To enable Enhanced session mode:
- Right-click the name of your Hyper-V host in Hyper-V Manager and in the context menu, click Hyper-V Settings.
- Click Enhanced session mode in the left panel
- Select the Use enhanced session mode checkbox
Alternatively, enable the Enhanced session mode in PowerShell:
Set-VMHost -EnableEnhancedSessionMode $True
Once the Enhanced session mode is enabled and everything is configured for this in the guest VM and Hyper-V server, you can start the VM and connect to this VM with VMConnect.
You should see the window for selecting display resolution if the Enhanced session mode is enabled. Click Show Options in this window.

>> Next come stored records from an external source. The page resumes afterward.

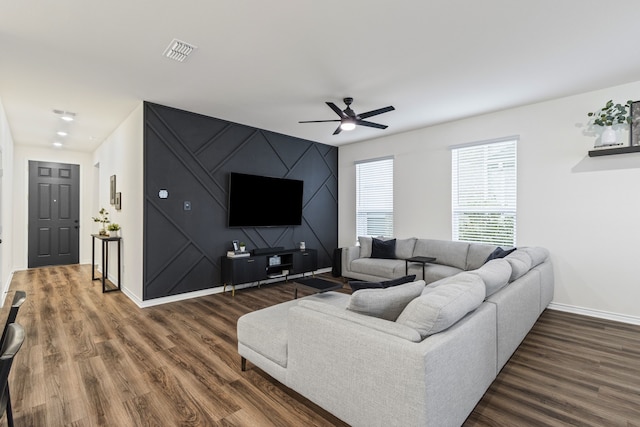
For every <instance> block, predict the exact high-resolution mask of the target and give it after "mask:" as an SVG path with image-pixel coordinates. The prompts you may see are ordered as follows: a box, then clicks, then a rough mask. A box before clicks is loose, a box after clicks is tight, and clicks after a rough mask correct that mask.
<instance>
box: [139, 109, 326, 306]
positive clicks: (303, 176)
mask: <svg viewBox="0 0 640 427" xmlns="http://www.w3.org/2000/svg"><path fill="white" fill-rule="evenodd" d="M229 172H241V173H248V174H254V175H265V176H273V177H279V178H291V179H299V180H303V181H304V197H303V219H302V225H301V226H291V227H273V228H272V227H269V228H228V227H227V199H228V195H227V192H228V185H229V183H228V179H229ZM161 189H166V190H167V191H168V193H169V196H168V198H166V199H161V198H160V197H159V196H158V192H159V191H160V190H161ZM144 196H145V199H144V237H143V238H144V255H143V258H144V269H143V270H144V278H143V280H144V285H143V299H144V300H148V299H153V298H159V297H164V296H170V295H176V294H180V293H185V292H192V291H197V290H202V289H208V288H212V287H216V286H221V285H222V283H221V280H220V257H221V256H223V255H225V254H226V251H227V250H229V249H231V242H232V241H233V240H239V241H243V242H245V243H246V244H247V247H248V249H249V250H251V249H255V248H265V247H274V246H284V247H285V248H293V247H297V246H298V242H300V241H304V242H305V243H306V245H307V247H308V248H314V249H317V250H318V267H319V268H325V267H330V266H331V258H332V253H333V250H334V249H335V248H336V247H337V242H338V149H337V147H332V146H329V145H324V144H320V143H316V142H312V141H308V140H304V139H299V138H294V137H291V136H287V135H282V134H278V133H274V132H269V131H266V130H262V129H256V128H252V127H250V126H245V125H240V124H237V123H232V122H228V121H225V120H220V119H216V118H213V117H207V116H203V115H200V114H195V113H191V112H188V111H183V110H178V109H175V108H171V107H166V106H162V105H158V104H153V103H149V102H145V103H144ZM282 197H286V194H283V195H282ZM185 202H188V203H189V204H190V206H191V209H190V210H185ZM278 206H279V205H278V200H273V202H272V203H269V205H268V206H255V209H257V210H263V209H278Z"/></svg>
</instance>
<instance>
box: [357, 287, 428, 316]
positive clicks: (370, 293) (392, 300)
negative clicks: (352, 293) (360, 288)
mask: <svg viewBox="0 0 640 427" xmlns="http://www.w3.org/2000/svg"><path fill="white" fill-rule="evenodd" d="M423 289H424V281H423V280H418V281H417V282H411V283H405V284H404V285H398V286H393V287H391V288H386V289H362V290H359V291H356V292H354V293H353V294H352V295H351V298H350V300H349V305H348V306H347V309H348V310H351V311H354V312H356V313H360V314H364V315H366V316H373V317H379V318H380V319H385V320H392V321H395V320H396V319H397V318H398V315H399V314H400V313H401V312H402V310H404V308H405V307H406V306H407V304H409V302H410V301H411V300H413V299H414V298H416V297H417V296H419V295H420V294H421V293H422V290H423Z"/></svg>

Select the Local Resources tab. Click More in the Local devices and resources section.
Select disks available on your Hyper-V host that you want to connect to a VM.
Method 7: Hyper-V File Transfer Using ISO Images
Another method for how to copy files to Hyper-V virtual machine is similar to using a VHDX virtual disk. However, this one is only in one direction (copy Hyper-V files to VM), and access to the files from the VM is read-only.
If you have an application that can edit and write ISO files that are CD/DVD image files, you can write the needed files on your Hyper-V host to the ISO image and insert this ISO image as a virtual DVD medium into the VM.
If you need to copy a bootable ISO image to your virtual machine (for example, when testing nested virtualization), you should create a new empty non-bootable ISO image file and add a bootable ISO image file to this image. Then you can copy the bootable ISO image from the outer ISO file inserted into the virtual DVD drive of the VM.
Whichever method you use to copy files to Hyper-V Server, it is not recommended to use it for backup purposes. These methods are not as efficient and reliable as professional Hyper-V backup solutions. Today’s Hyper-V VM backup solutions, like NAKIVO Backup & Replication, create host-level backups that are small, fast, and easy to recover data from.